I must say the dodo seems a fascinating subject-as I now appreciate thanks to Cryptomundo-It would make a really good tv documentary if handled right. It is also good to know the subject is hot with the Dutch research group doing another expedition to Mauritius and coming up with some good stuff.
Dodos seem a good subject for bringing back when-as I expect-DNA and the technology is available. There would be a hugh incentive from the tourist industry. Also a very good subject for cryptozoology though not perhaps meeting everybody’s criteria.
There is a large east african bird which has some similarities with a dodo. This is the shoebill, which also has a huge beak with a hook at the end. In addition I think the feathering and colouring of the two birds in some repects is not dissimilar. Then I would imagine the dodo might well have pranced about like the shoebill when walking and feeding in shallow water. Both are large birds with the shoebill going up to or nearly 5 feet tall and the dodo about 3 feet?

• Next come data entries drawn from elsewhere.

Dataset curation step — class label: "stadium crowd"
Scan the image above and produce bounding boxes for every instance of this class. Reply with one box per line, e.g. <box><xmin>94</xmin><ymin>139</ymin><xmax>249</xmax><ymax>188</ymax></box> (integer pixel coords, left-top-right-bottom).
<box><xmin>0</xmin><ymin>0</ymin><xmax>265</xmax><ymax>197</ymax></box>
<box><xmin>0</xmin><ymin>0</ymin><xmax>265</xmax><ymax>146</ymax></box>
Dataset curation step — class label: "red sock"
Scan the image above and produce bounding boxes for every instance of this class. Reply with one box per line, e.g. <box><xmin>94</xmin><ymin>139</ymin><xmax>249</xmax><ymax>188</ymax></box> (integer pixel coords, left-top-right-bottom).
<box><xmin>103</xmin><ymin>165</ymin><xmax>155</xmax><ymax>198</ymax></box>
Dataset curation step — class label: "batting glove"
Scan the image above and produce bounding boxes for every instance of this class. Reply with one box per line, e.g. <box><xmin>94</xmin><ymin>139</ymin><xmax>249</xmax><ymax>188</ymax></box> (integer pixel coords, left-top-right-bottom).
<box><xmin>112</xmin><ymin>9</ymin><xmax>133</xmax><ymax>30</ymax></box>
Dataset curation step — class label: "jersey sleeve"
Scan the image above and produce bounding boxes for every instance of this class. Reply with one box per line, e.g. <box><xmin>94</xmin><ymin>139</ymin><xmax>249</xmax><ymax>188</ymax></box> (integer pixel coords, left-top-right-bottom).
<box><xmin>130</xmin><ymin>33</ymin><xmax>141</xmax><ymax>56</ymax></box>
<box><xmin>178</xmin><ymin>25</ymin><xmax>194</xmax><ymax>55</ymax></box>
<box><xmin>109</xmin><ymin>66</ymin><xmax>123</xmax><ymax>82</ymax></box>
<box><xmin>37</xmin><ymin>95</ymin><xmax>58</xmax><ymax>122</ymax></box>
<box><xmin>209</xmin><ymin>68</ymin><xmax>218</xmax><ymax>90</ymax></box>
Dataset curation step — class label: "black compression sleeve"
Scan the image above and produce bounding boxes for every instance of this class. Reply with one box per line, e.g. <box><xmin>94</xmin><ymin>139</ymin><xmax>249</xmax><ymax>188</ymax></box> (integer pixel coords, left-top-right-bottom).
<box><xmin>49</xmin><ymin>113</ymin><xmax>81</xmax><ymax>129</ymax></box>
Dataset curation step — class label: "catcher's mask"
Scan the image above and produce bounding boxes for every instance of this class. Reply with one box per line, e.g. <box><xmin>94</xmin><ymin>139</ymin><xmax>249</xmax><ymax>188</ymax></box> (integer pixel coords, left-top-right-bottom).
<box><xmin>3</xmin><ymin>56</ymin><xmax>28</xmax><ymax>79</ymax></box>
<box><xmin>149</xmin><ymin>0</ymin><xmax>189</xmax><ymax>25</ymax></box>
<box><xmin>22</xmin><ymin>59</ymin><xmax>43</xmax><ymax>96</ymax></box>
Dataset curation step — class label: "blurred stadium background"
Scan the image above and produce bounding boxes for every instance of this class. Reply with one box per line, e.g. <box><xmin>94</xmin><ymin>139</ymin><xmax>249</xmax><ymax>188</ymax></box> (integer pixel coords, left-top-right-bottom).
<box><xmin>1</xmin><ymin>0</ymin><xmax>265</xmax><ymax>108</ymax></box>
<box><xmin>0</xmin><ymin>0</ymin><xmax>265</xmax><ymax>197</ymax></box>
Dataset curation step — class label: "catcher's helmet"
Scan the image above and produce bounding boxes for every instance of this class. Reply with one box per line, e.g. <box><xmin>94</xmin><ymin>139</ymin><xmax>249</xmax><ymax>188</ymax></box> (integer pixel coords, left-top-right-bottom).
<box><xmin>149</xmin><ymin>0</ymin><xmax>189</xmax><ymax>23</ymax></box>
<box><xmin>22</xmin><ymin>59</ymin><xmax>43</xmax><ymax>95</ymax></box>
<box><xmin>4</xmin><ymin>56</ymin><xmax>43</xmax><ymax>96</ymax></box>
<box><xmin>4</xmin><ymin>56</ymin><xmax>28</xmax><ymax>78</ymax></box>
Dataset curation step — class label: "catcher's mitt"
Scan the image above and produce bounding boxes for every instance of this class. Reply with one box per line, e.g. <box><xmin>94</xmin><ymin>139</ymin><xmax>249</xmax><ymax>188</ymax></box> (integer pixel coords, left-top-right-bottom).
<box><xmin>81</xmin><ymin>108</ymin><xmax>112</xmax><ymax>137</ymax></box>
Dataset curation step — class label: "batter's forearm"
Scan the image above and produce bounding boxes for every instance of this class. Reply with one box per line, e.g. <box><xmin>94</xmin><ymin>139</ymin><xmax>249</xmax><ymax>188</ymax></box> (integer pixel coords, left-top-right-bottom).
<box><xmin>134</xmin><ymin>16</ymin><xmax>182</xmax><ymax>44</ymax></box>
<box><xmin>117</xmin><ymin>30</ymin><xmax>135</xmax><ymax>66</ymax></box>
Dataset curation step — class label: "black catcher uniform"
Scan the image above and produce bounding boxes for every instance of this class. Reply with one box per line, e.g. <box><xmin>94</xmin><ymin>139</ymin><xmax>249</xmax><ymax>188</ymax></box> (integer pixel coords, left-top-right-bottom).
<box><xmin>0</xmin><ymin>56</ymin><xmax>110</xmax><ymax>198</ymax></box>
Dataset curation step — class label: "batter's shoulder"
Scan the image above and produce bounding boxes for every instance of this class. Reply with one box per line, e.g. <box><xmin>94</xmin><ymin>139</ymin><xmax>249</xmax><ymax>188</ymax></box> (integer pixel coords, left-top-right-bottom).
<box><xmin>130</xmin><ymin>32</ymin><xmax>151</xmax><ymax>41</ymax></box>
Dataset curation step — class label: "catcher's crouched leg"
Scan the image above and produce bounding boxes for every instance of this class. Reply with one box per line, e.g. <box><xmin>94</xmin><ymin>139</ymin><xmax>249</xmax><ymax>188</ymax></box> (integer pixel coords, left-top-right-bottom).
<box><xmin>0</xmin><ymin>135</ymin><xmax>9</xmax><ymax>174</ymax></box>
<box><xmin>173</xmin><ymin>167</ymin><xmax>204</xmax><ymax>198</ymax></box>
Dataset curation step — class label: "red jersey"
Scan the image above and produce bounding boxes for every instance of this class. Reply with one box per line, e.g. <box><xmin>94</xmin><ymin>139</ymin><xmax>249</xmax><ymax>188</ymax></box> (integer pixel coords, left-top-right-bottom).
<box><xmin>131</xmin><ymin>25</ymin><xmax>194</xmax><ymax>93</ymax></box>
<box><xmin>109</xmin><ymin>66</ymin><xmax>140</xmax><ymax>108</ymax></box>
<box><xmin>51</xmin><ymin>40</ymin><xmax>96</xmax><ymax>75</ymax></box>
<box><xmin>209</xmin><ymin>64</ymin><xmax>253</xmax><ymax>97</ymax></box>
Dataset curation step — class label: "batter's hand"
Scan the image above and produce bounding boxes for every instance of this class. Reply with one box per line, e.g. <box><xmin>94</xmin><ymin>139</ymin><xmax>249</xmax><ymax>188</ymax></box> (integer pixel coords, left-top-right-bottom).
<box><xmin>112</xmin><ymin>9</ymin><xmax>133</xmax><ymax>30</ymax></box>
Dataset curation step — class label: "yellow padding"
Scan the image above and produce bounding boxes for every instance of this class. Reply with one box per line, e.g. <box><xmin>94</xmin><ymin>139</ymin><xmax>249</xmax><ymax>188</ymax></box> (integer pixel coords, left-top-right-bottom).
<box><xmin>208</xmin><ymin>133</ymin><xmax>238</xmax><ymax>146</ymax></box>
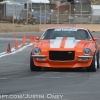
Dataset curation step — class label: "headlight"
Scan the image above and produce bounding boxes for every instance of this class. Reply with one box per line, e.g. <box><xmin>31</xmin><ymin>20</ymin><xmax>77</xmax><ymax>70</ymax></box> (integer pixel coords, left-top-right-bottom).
<box><xmin>47</xmin><ymin>17</ymin><xmax>50</xmax><ymax>19</ymax></box>
<box><xmin>34</xmin><ymin>48</ymin><xmax>41</xmax><ymax>55</ymax></box>
<box><xmin>84</xmin><ymin>48</ymin><xmax>91</xmax><ymax>55</ymax></box>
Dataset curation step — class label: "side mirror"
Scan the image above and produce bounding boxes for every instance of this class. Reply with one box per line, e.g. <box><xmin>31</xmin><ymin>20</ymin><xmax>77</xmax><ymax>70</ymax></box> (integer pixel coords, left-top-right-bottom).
<box><xmin>93</xmin><ymin>38</ymin><xmax>98</xmax><ymax>41</ymax></box>
<box><xmin>35</xmin><ymin>36</ymin><xmax>40</xmax><ymax>40</ymax></box>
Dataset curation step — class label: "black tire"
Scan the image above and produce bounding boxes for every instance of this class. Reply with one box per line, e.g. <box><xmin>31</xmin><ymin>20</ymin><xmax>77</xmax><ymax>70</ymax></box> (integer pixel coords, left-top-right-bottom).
<box><xmin>86</xmin><ymin>54</ymin><xmax>97</xmax><ymax>72</ymax></box>
<box><xmin>97</xmin><ymin>51</ymin><xmax>100</xmax><ymax>68</ymax></box>
<box><xmin>30</xmin><ymin>55</ymin><xmax>41</xmax><ymax>71</ymax></box>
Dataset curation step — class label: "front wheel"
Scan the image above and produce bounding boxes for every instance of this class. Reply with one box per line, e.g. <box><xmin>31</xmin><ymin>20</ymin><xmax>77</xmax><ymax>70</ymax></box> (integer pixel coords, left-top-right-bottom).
<box><xmin>86</xmin><ymin>54</ymin><xmax>98</xmax><ymax>72</ymax></box>
<box><xmin>30</xmin><ymin>55</ymin><xmax>41</xmax><ymax>71</ymax></box>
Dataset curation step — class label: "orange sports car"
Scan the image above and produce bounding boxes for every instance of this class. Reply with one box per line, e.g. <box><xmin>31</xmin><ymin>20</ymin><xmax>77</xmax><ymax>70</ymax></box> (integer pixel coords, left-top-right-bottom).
<box><xmin>30</xmin><ymin>26</ymin><xmax>99</xmax><ymax>72</ymax></box>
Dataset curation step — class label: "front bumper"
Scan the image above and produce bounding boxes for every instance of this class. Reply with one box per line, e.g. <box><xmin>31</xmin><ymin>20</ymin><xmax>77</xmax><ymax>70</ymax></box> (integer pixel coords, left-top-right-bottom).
<box><xmin>32</xmin><ymin>55</ymin><xmax>93</xmax><ymax>68</ymax></box>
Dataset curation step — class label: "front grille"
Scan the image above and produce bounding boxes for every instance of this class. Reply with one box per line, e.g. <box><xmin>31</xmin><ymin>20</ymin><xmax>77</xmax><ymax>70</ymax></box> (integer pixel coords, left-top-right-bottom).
<box><xmin>49</xmin><ymin>51</ymin><xmax>75</xmax><ymax>61</ymax></box>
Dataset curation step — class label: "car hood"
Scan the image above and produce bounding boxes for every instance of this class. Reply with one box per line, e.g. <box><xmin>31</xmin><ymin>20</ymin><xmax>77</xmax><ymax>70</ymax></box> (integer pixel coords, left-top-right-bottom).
<box><xmin>35</xmin><ymin>37</ymin><xmax>91</xmax><ymax>50</ymax></box>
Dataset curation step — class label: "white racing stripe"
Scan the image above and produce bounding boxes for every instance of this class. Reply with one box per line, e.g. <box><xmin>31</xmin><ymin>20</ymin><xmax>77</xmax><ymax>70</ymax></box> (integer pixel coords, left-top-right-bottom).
<box><xmin>0</xmin><ymin>43</ymin><xmax>33</xmax><ymax>58</ymax></box>
<box><xmin>64</xmin><ymin>37</ymin><xmax>80</xmax><ymax>48</ymax></box>
<box><xmin>50</xmin><ymin>37</ymin><xmax>63</xmax><ymax>48</ymax></box>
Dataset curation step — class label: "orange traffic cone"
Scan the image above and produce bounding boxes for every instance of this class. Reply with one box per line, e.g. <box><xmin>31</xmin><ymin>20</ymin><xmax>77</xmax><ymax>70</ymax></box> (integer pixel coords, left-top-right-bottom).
<box><xmin>5</xmin><ymin>29</ymin><xmax>8</xmax><ymax>33</ymax></box>
<box><xmin>30</xmin><ymin>35</ymin><xmax>34</xmax><ymax>43</ymax></box>
<box><xmin>22</xmin><ymin>34</ymin><xmax>26</xmax><ymax>46</ymax></box>
<box><xmin>13</xmin><ymin>34</ymin><xmax>16</xmax><ymax>38</ymax></box>
<box><xmin>15</xmin><ymin>40</ymin><xmax>18</xmax><ymax>49</ymax></box>
<box><xmin>7</xmin><ymin>43</ymin><xmax>11</xmax><ymax>53</ymax></box>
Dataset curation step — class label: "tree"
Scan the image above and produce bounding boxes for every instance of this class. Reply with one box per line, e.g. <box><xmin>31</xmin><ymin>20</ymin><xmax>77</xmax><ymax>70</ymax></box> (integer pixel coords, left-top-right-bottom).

The kinds of differences between the two birds seem to be of a sort that could be explained by divergent evolution. The dodo not so charasmatic and interesting possibly as the shoebill because of its rather less exciting and more narrowly challenging environment. Plus the latters physical appearance which in flight might pass for a flying reptile unknown to science!
The DNA apparently doesnt show a link but there are questions about both sets of DNA, so I think the door is at least partly open on this score and knowledge of DNA is always progressing.
Clearly there is a lot of speculation here, but why not and it is worth looking at the extraordinary shoebill.
Dodos – > pigeons, doves.
Shoebills – > herons, pelicans, storks.